METi‐induced modulation of selected phosphorylations is time‐dependent and partially ATM‐dependent. (A) Impact of METi pretreatment duration (6 or 16 h prior to IR) and ATM activity (ATM was inhibited 6 or 1 h prior or 1 h post‐IR) on phosphorylation of MET, ATM, NUMA1, H2AX, CHEK1, and TIF1B, on cleavage of caspase‐8 and on CHEK1 protein levels. Cells were harvested 2 h post‐IR, and β‐actin was used as a loading control. (B) METi‐ and ATMi‐based modulation of cellular phosphorylations measured by SRM in EBC‐1 cells. Listed assays have been monitored in samples treated with ATMi, METi, IR, or the combinations (METi + IR; ATMi + METi + IR). Here are presented the results from statistical comparisons addressing three questions: Which are the significant changes in response to IR alone, compared with control (left); which are the significant changes in response to the combination METi + IR, compared with IR alone (right); and which are the significant changes in response to the combination ATMi + METi + IR, compared with METi + IR (middle). Log₂FC (n = 3) is represented by a color code; adjusted P‐values by symbol: <0.0005, ‘***’, <0.005, ‘**’, <0.05, ‘*’. (C) Log₂FC per condition is presented in comparison with control sample (untreated) for selected phosphorylation events in EBC‐1 cells upon IR (1 or 8 h) with or without METi and/or ATMi pretreatment as compared to untreated condition (n = 3).

Fig. 4

The relationship between METi and DNA damage‐related phosphorylations in vivo.
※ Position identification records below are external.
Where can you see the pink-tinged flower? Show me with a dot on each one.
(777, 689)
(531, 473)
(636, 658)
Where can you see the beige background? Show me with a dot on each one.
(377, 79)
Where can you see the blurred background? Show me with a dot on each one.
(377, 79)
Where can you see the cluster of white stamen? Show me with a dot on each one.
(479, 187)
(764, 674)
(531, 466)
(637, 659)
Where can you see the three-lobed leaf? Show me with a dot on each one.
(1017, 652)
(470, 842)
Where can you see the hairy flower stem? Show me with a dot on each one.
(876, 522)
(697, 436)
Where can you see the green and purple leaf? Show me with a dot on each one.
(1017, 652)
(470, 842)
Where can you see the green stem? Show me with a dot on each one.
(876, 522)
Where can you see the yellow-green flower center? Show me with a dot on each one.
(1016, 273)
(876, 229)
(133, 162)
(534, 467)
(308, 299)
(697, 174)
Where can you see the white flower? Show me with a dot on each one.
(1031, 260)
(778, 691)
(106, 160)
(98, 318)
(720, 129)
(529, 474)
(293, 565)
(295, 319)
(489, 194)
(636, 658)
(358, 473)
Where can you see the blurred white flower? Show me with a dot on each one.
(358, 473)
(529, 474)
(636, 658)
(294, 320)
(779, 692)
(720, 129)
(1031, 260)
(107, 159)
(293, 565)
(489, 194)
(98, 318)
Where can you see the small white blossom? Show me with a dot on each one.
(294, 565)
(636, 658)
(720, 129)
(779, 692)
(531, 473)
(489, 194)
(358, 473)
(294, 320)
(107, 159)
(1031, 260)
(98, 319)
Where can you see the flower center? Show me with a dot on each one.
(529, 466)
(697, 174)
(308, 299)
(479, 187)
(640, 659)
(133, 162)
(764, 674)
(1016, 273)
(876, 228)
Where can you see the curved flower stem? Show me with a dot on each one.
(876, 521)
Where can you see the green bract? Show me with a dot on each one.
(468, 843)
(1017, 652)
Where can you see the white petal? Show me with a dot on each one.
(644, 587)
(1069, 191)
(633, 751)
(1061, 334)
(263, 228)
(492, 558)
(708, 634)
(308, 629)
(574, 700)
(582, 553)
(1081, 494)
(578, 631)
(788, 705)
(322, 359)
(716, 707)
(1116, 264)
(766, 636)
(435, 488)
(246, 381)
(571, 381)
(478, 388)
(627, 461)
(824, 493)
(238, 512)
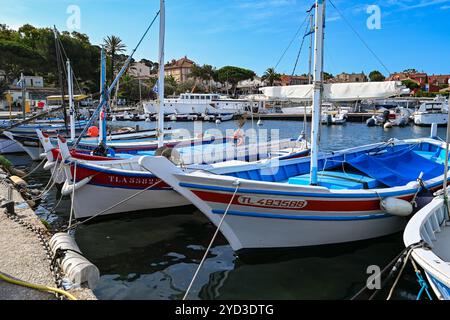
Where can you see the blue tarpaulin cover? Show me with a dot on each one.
(397, 168)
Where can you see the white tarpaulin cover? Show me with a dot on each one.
(338, 91)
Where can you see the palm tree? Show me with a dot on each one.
(113, 46)
(203, 73)
(271, 76)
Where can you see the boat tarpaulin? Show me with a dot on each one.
(353, 91)
(397, 168)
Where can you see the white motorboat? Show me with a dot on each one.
(194, 103)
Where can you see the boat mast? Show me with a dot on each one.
(104, 97)
(318, 86)
(160, 129)
(311, 39)
(71, 103)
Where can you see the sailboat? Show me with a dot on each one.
(98, 185)
(349, 195)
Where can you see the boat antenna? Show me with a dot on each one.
(309, 31)
(162, 33)
(113, 84)
(318, 88)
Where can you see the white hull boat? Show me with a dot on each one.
(429, 232)
(7, 146)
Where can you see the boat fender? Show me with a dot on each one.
(396, 207)
(18, 181)
(75, 266)
(68, 187)
(49, 165)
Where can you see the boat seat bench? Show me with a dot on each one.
(338, 180)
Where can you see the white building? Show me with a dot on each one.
(139, 70)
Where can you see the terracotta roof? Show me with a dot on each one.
(179, 63)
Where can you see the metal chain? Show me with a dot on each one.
(43, 239)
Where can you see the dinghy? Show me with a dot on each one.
(273, 204)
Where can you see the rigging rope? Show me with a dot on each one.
(359, 36)
(121, 72)
(212, 240)
(307, 33)
(111, 207)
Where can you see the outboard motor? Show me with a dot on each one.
(100, 151)
(403, 123)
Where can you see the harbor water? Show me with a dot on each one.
(154, 254)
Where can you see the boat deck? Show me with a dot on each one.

IHC assessment in a xenograft tumor model of EBC‐1 cells. Animals were treated by oral administration of METi (15 mg·kg⁻¹·day⁻¹ for six consecutive days), local irradiation [a single dose (6 Gy) on day 3], or the combination of these two modalities. Following these treatments, the levels of mentioned proteins or phosphorylations sites were assessed in tumor tissues. Representative images (left panel) and quantification [% of positively stained area; mean (n = 3) ± SEM; right panel] of (A) MET Y1234&5, NUMA1 S395, (B) ATM S1981, SMC3 S1083, and (C) CHEK1 and CHEK1 S345 in EBC‐1 subcutaneous xenografts following IR, METi, or their combination. Statistical analysis was performed with the GraphPad Prism Software using one‐way ANOVA test (*P < 0.05; **P < 0.01; ***P < 0.001).